Foi este estudante o
que mais engraçado se apresentou no cortejo das maçãs merecendo por isso o
prémio da consagração popular. Também se destacaram os académicos João Artur,
Couto, Fortunato Sampaio, Fernando Sampaio Bourbon e Gonçalo Sampaio Bourbon.
Em 1903, o cortejo foi muito
participado, embora tenha sido classificado como o “mais pobrezinho” que
até então se fizera, porque lhe faltou a banda de música a tocar o hino
escolástico. Nos tempos que se seguiriam, este número das festas nicolinas
tenderia a ser classificado mais vezes como um fiasco do que como um sucesso. A
adesão dos estudantes a este número variava conforme os anos, mas era visível
que a tendência seria para uma progressiva perda do antigo brilho. E, com altos
e baixos, esta foi a tendência que se manteve até aos nossos dias, em que o dia
de S. Nicolau, 6 de Dezembro, foi deixando de ser o dia principal da festa.
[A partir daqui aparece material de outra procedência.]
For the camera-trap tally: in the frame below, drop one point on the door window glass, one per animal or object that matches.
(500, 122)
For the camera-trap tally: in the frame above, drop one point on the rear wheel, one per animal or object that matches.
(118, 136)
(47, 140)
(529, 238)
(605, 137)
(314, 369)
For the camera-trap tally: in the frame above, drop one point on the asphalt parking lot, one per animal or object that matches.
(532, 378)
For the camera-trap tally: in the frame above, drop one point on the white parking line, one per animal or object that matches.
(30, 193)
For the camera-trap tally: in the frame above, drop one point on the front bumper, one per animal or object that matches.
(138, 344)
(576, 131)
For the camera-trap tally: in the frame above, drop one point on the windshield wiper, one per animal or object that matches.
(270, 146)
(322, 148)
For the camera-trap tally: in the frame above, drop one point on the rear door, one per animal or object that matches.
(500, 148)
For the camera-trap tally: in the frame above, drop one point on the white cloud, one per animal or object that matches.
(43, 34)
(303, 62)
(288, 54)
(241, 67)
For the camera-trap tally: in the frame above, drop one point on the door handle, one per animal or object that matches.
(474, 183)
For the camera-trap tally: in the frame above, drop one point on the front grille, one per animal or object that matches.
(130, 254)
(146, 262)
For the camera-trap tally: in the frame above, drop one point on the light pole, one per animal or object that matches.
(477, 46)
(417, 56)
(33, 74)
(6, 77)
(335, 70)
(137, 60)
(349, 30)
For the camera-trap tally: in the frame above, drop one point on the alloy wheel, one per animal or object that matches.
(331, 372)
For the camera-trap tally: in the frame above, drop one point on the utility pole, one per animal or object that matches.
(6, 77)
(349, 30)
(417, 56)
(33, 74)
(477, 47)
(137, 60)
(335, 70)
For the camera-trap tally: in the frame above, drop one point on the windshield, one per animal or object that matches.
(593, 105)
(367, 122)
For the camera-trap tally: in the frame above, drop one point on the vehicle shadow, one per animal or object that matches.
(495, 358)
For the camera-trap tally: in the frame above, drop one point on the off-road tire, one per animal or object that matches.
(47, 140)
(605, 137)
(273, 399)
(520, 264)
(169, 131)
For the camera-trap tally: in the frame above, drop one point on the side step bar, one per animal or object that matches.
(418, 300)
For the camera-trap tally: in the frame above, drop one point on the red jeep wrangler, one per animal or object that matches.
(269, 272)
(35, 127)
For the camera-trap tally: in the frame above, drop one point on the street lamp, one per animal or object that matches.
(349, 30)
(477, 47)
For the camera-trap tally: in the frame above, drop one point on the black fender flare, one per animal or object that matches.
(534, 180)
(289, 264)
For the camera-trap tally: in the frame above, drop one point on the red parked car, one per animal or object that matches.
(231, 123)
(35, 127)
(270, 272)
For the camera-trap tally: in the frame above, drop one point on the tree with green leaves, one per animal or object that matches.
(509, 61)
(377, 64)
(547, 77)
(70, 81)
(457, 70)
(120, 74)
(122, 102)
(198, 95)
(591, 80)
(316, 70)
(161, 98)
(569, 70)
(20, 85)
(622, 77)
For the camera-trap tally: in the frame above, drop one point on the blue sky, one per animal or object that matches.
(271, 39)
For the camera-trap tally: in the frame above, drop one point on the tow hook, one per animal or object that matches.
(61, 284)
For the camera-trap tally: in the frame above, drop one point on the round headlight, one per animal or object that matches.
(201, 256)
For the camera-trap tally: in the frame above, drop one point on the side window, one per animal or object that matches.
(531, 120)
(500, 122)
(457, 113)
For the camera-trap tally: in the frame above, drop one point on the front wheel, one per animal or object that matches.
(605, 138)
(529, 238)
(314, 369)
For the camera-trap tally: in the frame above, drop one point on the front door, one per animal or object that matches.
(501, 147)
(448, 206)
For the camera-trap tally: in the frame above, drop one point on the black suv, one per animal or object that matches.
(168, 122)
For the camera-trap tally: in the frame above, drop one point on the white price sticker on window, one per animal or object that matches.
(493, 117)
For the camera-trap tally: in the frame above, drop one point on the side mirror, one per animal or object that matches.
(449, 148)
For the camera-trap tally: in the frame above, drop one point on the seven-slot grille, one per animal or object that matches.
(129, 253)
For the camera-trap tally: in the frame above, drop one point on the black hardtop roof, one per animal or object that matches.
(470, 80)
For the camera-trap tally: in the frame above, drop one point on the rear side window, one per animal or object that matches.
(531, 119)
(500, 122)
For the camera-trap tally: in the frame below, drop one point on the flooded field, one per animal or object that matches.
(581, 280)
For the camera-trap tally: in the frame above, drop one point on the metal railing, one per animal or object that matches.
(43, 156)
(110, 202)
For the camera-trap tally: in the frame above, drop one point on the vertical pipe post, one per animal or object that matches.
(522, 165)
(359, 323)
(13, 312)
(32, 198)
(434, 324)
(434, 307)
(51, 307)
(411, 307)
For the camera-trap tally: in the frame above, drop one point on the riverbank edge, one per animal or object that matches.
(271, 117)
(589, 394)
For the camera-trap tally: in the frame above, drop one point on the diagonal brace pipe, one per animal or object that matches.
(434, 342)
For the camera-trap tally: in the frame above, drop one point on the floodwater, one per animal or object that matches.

Como se percebe, o cortejo e a entrega das maçãs eram, no passado, algo
diferentes daquilo que são hoje. Eram, desde logo, muito mais espectaculares,
porque os estudantes vinham, desde Urgezes, a cavalo (os mais novos) ou em
carros (os outros). Em chegando ao Toural, davam meia volta ao pinheiro, em
homenagem a Minerva. Seguidamente, dispersavam-se pela cidade, entregando as
maçãs espetadas nas pontas das suas lanças, enfeitadas com fitas coloridas, às damas
que as aguardavam nas janelas e varandas das suas casas. Não havia, como se
percebe, um local fixo onde elas se concentravam à espera dos seus cavaleiros,
que distribuíam as maçãs sem desmontarem dos cavalos ou dos carros que os
transportavam.
Do que acima se disse, podemos dizer que, a perda do antigo fulgor das maçãzinhas
não se deve às mudanças de local que aconteceram ao longo do tempo: na origem
toda a terra, depois o Toural, a seguir as Praças de S. Tiago e da Oliveira,
agora novamente o Toural. Sou de opinião de que o Toural lhes dá maior
visibilidade, mas que não será o sítio que lhes devolverá o brilho. O raiz do
problema assenta, do meu ponto de vista, da perda de espectacularidade que
afectou este número das festas de S. Nicolau. É que, se ainda há donzelas, não
muitas, que aguardam à janela a chegada dos seus cavaleiros, não deixa de ser decepcionante vê-los chegar apeados...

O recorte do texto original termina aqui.